いや、何だかもやもやした物と言うより、普通にイライラしているのだろう。
《剣姫》め、後から見つけてとっちめてやる。
『そんな事言ってる場合か。早く切り替えろ。今日の敵は何だ』
今日は……。
「ってなんじゃこりゃ」
訓練所に入った途端、思わずそう言ってしまった。
目の前わずか一メートルのところにフィールドが張ってあった。
それも張ってあるフィールドは一つだけ…つまり、超々特大のフィールドが訓練所にめいいっぱい張ってあるのだ。
いや、めいいっぱいと言うより…突き抜けているな。フィールドの天辺が天井を普通に突き抜けていて見えない。
そしてそのフィールドの中央、天井スレスレの高さまである檻。明らかにデカイ…っつーかデカすぎる。
そしてそれが時たまガタガタと揺れる。ついでに檻がその度軋む。
こんな特大の檻、一体何を入れているのか。
「よし、これで全員揃いましたね。レィアさん、早く来てください。今回のルールを説明します」
今日はいつもと違うルールなのか。
「はいはい了解了解…ってクードラル先生、クアイがいねぇぞ」
「彼女は今アイテムを取ってきてもらっていますから。

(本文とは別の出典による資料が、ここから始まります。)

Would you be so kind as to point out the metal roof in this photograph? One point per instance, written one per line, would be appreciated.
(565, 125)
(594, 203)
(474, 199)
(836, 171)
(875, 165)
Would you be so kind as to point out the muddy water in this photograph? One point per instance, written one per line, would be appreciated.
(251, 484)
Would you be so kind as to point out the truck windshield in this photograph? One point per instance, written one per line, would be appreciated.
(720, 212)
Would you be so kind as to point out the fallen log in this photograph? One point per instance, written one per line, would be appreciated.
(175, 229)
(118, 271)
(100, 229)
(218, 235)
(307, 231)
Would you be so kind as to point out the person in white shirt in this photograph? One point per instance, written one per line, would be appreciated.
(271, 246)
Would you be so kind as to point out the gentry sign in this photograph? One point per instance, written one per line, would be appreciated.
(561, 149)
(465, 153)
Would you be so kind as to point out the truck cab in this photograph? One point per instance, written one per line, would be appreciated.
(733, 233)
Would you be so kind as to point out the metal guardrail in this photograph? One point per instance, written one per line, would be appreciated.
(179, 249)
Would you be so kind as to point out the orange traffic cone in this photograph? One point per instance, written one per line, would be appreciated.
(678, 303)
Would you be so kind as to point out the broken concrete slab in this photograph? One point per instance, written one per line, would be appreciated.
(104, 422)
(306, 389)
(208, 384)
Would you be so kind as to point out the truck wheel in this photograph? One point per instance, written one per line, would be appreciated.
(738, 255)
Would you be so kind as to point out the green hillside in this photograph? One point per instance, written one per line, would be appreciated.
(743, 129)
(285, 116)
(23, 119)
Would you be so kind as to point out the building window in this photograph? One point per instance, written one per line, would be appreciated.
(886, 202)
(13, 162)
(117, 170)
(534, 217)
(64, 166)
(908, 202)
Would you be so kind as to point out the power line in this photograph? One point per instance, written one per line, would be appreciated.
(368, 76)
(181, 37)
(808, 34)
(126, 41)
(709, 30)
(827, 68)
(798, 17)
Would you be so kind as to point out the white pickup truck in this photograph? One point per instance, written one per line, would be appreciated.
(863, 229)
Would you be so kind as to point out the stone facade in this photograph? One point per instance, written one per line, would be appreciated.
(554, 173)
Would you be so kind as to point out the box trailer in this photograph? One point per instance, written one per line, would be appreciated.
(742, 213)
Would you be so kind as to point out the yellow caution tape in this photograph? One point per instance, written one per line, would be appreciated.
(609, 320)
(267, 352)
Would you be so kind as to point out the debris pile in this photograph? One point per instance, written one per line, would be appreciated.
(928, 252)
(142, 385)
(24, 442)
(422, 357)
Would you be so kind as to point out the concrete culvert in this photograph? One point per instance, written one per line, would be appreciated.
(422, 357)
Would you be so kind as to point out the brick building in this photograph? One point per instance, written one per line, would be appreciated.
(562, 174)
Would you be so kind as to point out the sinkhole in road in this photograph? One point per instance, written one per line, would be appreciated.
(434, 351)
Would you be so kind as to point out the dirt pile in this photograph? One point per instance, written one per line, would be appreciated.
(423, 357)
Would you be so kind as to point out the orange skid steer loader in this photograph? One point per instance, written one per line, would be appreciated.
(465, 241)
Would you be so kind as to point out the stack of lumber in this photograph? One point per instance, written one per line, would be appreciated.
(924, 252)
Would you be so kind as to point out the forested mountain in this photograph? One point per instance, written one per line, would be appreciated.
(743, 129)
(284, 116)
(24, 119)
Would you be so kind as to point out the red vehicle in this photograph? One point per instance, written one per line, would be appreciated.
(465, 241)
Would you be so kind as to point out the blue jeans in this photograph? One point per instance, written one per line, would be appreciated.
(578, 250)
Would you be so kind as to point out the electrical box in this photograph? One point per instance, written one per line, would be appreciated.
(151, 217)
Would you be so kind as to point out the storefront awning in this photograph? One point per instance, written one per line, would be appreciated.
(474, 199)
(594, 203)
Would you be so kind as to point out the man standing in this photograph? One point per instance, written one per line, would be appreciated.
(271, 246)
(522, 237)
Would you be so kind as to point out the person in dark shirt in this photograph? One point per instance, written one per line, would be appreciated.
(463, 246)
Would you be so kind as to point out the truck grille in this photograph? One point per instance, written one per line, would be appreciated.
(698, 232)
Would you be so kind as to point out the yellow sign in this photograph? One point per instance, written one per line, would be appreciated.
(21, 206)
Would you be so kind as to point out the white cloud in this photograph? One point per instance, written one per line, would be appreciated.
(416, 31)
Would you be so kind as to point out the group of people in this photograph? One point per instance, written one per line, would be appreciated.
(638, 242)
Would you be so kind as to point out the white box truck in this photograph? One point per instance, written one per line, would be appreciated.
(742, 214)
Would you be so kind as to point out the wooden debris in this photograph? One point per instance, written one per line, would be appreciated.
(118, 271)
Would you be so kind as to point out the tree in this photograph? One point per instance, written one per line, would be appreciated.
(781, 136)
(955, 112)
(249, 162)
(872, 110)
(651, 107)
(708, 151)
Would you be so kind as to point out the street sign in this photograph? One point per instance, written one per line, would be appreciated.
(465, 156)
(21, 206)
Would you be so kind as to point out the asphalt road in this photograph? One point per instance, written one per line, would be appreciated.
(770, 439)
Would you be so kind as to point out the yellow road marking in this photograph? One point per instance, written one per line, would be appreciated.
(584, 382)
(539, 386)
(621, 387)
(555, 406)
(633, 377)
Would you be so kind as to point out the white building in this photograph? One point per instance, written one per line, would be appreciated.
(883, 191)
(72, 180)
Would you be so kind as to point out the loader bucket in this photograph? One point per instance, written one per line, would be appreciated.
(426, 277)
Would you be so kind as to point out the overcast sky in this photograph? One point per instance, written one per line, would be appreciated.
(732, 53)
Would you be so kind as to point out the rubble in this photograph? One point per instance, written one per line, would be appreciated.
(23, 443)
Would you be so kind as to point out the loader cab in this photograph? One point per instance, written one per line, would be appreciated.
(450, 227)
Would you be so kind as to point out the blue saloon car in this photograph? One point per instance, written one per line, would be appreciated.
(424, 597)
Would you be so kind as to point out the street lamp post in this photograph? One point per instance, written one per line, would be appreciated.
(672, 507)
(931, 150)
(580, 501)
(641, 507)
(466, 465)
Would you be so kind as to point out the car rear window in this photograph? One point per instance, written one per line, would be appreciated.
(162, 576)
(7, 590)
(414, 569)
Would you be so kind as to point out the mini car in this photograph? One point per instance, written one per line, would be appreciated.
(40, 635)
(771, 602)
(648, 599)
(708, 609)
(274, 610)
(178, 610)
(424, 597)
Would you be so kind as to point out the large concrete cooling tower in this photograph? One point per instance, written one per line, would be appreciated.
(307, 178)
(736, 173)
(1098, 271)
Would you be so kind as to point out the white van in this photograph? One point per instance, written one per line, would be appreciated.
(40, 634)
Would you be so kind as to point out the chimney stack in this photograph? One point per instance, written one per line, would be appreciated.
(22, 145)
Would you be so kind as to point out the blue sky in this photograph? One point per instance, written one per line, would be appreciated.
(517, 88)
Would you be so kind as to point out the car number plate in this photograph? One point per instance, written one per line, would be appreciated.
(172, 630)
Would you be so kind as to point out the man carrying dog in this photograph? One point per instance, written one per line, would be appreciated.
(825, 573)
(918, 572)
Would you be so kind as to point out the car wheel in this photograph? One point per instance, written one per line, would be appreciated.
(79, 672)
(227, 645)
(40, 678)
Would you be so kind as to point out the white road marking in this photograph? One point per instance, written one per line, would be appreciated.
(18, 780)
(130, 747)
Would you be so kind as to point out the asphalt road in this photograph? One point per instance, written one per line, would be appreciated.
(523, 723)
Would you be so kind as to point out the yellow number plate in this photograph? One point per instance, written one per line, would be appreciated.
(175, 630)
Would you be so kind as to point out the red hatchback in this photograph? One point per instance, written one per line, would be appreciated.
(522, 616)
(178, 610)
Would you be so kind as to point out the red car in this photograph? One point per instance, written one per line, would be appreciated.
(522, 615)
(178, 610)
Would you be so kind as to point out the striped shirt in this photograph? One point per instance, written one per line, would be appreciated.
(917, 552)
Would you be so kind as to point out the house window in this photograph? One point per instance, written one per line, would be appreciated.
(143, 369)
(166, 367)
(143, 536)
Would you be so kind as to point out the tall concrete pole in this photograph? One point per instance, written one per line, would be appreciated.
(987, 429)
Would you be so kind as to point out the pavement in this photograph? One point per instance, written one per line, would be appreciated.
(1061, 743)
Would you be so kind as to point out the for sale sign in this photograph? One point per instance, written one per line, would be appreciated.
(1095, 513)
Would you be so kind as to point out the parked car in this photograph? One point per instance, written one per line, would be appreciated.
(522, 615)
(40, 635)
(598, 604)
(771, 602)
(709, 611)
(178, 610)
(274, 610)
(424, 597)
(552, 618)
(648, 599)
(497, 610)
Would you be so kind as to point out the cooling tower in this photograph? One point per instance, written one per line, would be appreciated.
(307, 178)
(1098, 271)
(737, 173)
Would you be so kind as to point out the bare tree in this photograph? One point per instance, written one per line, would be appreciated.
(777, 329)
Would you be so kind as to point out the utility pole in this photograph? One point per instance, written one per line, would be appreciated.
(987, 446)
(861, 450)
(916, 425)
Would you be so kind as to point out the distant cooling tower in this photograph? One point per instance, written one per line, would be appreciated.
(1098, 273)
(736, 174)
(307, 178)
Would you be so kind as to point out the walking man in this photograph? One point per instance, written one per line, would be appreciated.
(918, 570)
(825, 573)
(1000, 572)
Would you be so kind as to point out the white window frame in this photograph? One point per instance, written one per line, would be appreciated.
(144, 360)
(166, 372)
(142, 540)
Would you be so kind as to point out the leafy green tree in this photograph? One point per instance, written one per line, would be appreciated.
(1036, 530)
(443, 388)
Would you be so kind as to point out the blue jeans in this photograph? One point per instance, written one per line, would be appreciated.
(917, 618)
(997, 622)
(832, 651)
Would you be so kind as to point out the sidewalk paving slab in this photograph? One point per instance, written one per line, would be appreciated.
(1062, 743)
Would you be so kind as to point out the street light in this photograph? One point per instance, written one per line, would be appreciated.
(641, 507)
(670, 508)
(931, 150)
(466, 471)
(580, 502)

彼女には既に内容を教えてあります」
ならいいか。前に誰か言ってたけど、念力って「触れたい」と思う対象のみを持ち上げる魔法の事らしいから、こういう物置から何か持ってくる時とか、よく先生にお願いされるらしい。
「今回の訓練は集団戦レイドです」
先生がそう言う。
「対象はギガース一体、それを皆さんの力を合わせて倒してもらいます。授業で習ったかと思いますが、念のためもう一度ここで復習していきますね?今回の訓練、死者が出ます」
その言葉に空気が凍った。
聖学にきて約八ヶ月、何人もクラスメイトの死に会ってきたが、訓練での死は無かった。
しかしそれを否定する一言。
それも死人が出ると断言。
想像を絶する戦いになりそうだ。
「敵のサイズは身長三十メートル、武器はなし、性別は雄。魔法も剣もほとんど弾く超耐久性を持つ反面、速度は大したことはありません。しかし攻撃が当たればフィールド内でも骨が砕け、内臓がひしゃげるでしょう。絶対にモロに受けないよう、気をつけてください。また、種族的特徴として興奮すると俊敏性と攻撃性が増します。知能は高くありませんが、学習程度ならしますので、ワンパターンな攻撃は対策を取られるでしょう。勝利条件はギガースの討伐、敗北条件はあなた達の全滅、以上です」
簡潔過ぎる説明が終わると、タイミングよくクアイちゃんが訓練所に入ってくる。
「揃いましたね。それではこれを一人ひとつ、渡しておきます」
そう言って一人ひとり渡されるのは青白い札。
「フィールド内に限って、一撃のみ受けた攻撃を軽減する物です」
これを使っても死にかねないと言うのか。恐ろしい話だ。
「危険を感じればフィールドの外へ逃げてもいいですが…ギガースは背中を向けた者を追う習性があります。それでは──」
クードラル先生が指をパチンと鳴らすと、訓練所の天井が開いていく。おいおい、まさか──。
「開始です」
檻が弾け、中から出てくるのは黄土色の肌をした巨大なヒトガタ──。
それがゆっくりと
『オオォォオォオォォオオオォオォオォオォオ!!』
この咆哮のみで訓練所が震え、窓ガラスが割れる。
「用意の出来た人から入ってください」
クードラル先生の声がやたらと冷たく聞こえた。